The consolidation in the OLAP software industry is profound, with the top five vendors--Microsoft, Hyperion Solutions, Cognos, Business Objects, and MicroStrategy accounting for 76.5 percent of worldwide sales in 2004; the top 10 vendors account for about 95 percent. OLAP Report reckons that about a third of Microsoft's SQL Server sales should really be attributed to OLAP and extract-transform-load (ETL) tools. Hyperion's products, which have been ported to the iSeries, are holding their own against Microsoft so far, but the company has seen a steady drain on revenue and market share since Microsoft entered the market.
IBM Buys Open Source Middleware Supplier Gluecode Software
Having seen the writing on the wall now that the open source JBoss Web application server is J2EE compliant and growing rapidly in popularity and its WebSphere software is overkill for many small and mid-sized businesses, IBM made an interesting move last week when it acquired privately held Gluecode Software, a provider of support for the Apache Geronimo Java application server based in El Segundo, California.
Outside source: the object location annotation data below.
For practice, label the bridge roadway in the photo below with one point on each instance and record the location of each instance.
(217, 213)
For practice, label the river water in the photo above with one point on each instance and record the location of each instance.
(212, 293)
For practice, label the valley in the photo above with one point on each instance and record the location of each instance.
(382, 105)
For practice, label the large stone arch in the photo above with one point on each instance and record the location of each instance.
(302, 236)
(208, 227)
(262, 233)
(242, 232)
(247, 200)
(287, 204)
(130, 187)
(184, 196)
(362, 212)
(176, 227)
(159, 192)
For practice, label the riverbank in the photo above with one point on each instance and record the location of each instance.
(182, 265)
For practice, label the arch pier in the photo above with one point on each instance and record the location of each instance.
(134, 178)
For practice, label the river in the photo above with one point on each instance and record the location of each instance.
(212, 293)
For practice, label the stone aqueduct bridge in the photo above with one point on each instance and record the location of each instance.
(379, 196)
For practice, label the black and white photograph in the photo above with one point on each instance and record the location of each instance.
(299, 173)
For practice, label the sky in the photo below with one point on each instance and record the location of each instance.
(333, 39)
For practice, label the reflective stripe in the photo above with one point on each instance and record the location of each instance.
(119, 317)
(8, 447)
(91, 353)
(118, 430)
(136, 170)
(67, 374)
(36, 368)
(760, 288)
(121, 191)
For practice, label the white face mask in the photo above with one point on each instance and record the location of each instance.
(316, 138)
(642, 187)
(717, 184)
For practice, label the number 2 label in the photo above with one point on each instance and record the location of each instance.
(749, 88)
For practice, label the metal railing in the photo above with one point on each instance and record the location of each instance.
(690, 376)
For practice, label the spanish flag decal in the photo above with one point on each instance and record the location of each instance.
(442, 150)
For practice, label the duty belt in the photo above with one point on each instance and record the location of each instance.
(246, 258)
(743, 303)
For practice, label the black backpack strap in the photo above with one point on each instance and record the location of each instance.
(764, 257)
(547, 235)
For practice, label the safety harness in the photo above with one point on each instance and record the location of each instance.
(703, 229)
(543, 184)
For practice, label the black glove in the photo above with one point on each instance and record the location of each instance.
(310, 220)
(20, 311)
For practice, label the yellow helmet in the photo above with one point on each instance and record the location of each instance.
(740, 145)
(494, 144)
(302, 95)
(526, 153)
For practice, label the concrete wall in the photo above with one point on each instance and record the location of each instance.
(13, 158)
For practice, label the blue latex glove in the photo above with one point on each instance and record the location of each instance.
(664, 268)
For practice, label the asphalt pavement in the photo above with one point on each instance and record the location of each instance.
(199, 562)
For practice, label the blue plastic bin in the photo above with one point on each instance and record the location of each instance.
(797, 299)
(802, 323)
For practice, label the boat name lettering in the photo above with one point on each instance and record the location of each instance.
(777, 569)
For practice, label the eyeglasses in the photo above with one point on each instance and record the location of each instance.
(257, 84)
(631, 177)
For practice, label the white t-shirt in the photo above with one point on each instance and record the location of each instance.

Within the next few weeks, Gluecode was getting ready to launch an enterprise-class version of its Joe application server, which is based on the Apache Geronimo server, which is itself an open source alternative to JBoss, WebSphere, WebLogic, and other J2EE-compliant Web application servers. Like other companies trying to make money off of open source projects, Gluecode offers packaging, support, and other services for Apache Geronimo. IBM needed a less sophisticated and less costly Web application server, and Gluecode is peddling one that offers support that costs from $500 to $2,500 a year. How IBM will integrate Gluecode with the iSeries remains to be seen, but in keeping with its eServer philosophy, it is hard to imagine the Joe app server won't eventually be an option on the iSeries. IBM has been using the Apache Web server at the heart of WebSphere for years, and recently contributed its Cloudscape database (written in Java) to the Apache Foundation's Derby Project. IBM plans to contribute to the Geronimo project and to make Gluecode's software available for free. Gluecode will be integrated into IBM's Software Group.